The four had been beat, poisoned, imprisoned, pinioned, manipulated, and nearly eaten by massive sea creatures, and the claustrophobic dark of a cask seemed like the wide open plains of freedom. One more injustice and they would be out of the walls, away from the madness, free to return to the valley of the elves and smoke until they forgot their own names and fuck until their willies fell off.

"Let's do all of that, but be rich also," slurred Friggins, thinking his mates could follow his thoughts.

"Aye, we'll take the coin," replied his mates, and that was that. They doddered down the plank and onto the quay, swaying to waves that were no longer there. "I feel like I'm still at sea," gurgled Milling, trying to find his footing.

"Dwarf!" called the Captain of the Guard, and he drew his sword and lopped off Stodgen's head. It landed with a dull thud, rolled, and came to rest eyes-up at Milling's feet. He threw up on it.

Froderick went limp and nearly keeled over. A dark wet patch blossomed on the front of his trousers and trickled down his legs. Friggins looked at the twitching body on the quay, the blood still spurting onto the white stones, and the vomit-covered head on the ground. The jug of grog wasn't enough to buffer his mind from the thoughts running through his mind at that moment. Ten jugs wouldn't have been enough. There it was.

"Are you mad?" asked Rebel, drawing his own blade. The phalanx of guards drew their blades in unison, like a great metal bird unfurling its wings. "These are Drabbits, not dwarves!"

The Captain of the Guard eyed the body, then eyed the aghast Drabbits. "I suppose they are," he said, sheathing his sword. "It's alright, boys, these are only Drabbits!"

Friggins wanted to cry. He wanted to pass out, or throw himself into the sea. He wanted to take Rebel's sword and hack the guards to pieces. He wanted to sit down right there and sob. He wanted the guard to chop his head off as well.

Instead the guards pushed the remaining Drabbits into a waiting carriage, where they got in and were hastened off to the palace. The king had locked himself in the orgy room to shut out the dreary news of war preparation, for he found it hard to maintain his royal salute amidst recitations of shipping logs and recruit tallies. The Drabbits were instead led before Dickrod, who sized them up.

"You lot look like you've been had at by elves," he said. "Where's your fourth?"

"Killed by the guards," said Froderick.

"Red Harry's guards?"

"No, the city guards. Right on the dock in broad daylight.

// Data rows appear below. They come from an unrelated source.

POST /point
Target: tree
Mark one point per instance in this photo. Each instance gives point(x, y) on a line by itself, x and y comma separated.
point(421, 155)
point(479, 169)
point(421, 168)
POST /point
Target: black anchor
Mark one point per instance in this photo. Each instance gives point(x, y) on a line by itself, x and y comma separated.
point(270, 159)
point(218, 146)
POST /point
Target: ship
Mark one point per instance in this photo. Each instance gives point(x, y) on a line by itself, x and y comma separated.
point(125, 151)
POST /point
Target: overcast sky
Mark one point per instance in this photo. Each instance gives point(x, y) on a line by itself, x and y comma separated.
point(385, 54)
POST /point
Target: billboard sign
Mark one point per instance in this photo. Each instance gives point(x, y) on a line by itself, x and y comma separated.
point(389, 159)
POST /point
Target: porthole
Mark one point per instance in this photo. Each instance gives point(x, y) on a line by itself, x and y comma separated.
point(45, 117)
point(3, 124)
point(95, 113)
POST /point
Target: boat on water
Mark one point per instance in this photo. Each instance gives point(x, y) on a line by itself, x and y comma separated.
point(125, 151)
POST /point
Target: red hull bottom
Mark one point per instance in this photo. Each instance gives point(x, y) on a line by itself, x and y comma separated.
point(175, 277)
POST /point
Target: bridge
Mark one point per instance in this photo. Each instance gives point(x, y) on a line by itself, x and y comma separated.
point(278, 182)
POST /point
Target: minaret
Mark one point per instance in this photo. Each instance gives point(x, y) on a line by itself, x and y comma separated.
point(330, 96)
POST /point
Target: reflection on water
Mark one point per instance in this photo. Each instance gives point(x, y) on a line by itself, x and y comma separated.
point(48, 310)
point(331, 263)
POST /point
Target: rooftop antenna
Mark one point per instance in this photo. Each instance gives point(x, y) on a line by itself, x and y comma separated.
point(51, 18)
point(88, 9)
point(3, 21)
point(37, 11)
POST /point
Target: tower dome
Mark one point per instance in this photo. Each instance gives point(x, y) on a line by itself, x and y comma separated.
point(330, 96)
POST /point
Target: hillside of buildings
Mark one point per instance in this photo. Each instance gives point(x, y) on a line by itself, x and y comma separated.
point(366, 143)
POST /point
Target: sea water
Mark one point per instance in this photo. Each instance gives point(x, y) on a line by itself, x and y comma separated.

Just an hour ago." Friggins now, saying the words plain as day, laying them out as the immutable facts they were, like bones to be bleached by the sun.

Dickrod shrugged. "You'll be splitting his take then, won't you?" He tossed them four small bags. They hit the Drabbits in the chest and slid to the carpet, uncaught.

They stared at him.

"What do you lot want, a hand down your trousers and a kiss from the Queen? Piss off."

Froderick took a step forward, but the haft of a spear landed squarely on his shoulder. Friggins looked at it, the head barbed and cruel, the shaft long enough to impale all four-all three-of them.

"Take your coin and piss off, like the Wizardmaster said," growled their escort.

It was Milling who scooped up the four small bags and shoved them in his satchel with Stodgen's head. Tears slid down his eyes.

"Close the door behind you," called the Wizardmaster, unbuttoning his robe.